The ads also contain images of Swift and Youngkin and the hashtag #WeStandWithTaylor, which fans used to support the singer amid the controversy.
In 2019, Braun’s Ithaca Holdings acquired Big Machine Label Group — and with it, the entire catalog Swift released via the Scott Borchetta-owned label — in a $300 million deal. Following the deal, Swift took to Tumblr to reveal that she learned about it “as it was announced to the world,” and the news reminded her of the “incessant, manipulative bullying” she “received at [Braun’s] hands for years.”
In a 2019 tweet, Swift asked The Carlyle Group to intervene after Braun and Borchetta, she claimed, prevented her from performing her music at the American Music Awards, where she was set to receive the Artist of the Decade award. She also said Borchetta and Braun had declined a request to use her older music and performance footage for the Netflix documentary Taylor Swift: Miss Americana.
“I’m especially asking for help from The Carlyle Group, who put up money for the sale of my music to these two men,” Swift tweeted at the time.

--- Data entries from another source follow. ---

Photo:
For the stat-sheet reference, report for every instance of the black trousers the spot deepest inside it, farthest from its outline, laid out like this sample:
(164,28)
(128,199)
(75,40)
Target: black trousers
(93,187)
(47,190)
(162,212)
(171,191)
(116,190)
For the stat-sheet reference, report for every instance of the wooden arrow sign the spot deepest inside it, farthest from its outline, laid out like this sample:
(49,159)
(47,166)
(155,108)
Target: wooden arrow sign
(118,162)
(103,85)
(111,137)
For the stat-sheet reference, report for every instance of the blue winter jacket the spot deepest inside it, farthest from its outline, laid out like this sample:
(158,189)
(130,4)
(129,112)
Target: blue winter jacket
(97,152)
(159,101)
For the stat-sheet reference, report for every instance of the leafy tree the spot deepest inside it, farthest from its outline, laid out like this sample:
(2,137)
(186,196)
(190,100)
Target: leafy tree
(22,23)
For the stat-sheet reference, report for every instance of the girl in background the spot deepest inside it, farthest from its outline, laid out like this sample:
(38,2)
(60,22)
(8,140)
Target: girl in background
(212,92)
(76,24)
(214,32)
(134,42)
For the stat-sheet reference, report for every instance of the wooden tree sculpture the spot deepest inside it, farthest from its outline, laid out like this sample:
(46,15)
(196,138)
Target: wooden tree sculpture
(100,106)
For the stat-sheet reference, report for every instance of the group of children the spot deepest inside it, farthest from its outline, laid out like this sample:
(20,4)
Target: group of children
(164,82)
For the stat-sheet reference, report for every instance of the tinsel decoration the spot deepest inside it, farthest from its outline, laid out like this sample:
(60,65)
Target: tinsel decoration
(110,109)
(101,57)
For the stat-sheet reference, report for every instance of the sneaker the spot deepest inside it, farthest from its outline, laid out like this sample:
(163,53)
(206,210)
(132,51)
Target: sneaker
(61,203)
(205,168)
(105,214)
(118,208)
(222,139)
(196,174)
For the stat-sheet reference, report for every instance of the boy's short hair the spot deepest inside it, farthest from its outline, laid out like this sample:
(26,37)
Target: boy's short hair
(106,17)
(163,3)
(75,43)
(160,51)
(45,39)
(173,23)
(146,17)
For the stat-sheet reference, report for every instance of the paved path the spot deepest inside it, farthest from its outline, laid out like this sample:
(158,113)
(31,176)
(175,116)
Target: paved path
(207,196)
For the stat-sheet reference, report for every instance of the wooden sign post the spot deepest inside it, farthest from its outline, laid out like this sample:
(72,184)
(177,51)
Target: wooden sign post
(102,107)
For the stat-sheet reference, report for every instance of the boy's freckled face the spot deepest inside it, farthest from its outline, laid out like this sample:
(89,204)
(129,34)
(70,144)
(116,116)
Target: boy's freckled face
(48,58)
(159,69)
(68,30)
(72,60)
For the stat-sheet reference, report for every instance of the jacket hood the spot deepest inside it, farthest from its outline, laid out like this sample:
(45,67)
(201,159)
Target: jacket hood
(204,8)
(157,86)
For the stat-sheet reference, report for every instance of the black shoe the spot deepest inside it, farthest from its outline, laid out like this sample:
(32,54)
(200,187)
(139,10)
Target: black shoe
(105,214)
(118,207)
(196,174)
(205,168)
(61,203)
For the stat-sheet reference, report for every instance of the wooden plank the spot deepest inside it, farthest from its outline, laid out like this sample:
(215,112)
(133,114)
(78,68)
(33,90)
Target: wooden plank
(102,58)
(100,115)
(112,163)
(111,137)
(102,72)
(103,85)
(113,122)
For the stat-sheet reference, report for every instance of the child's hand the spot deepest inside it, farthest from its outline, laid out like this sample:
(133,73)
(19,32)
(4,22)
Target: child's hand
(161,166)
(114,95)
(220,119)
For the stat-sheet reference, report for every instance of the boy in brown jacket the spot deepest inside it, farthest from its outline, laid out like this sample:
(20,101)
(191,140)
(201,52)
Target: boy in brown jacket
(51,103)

More than a year later, Braun sold the master rights to the singer’s first six albums to Shamrock Holdings. At the time, Swift revealed on Twitter that her team received a letter from the private equity company informing them that it had bought all of her music, videos and album art from Braun. “This was the second time my music had been sold without my knowledge,” Swift wrote.
Determined to own her music, Swift announced she would re-record her first six albums and has since released Fearless (Taylor’s Version) and will unveil Red (Taylor’s Version) in November.
Youngkin’s campaign spokesperson Christian Martinez told Axios of the Swift ads, “Terry McAuliffe has reached the stage of desperation in his campaign where he’s rolling out the most baseless attacks to see what sticks. It’s a pathetic fall that could only be achieved by a 43-year political hack.”
The Hollywood Reporter has reached out to reps for Swift, McAuliffe and Youngkin.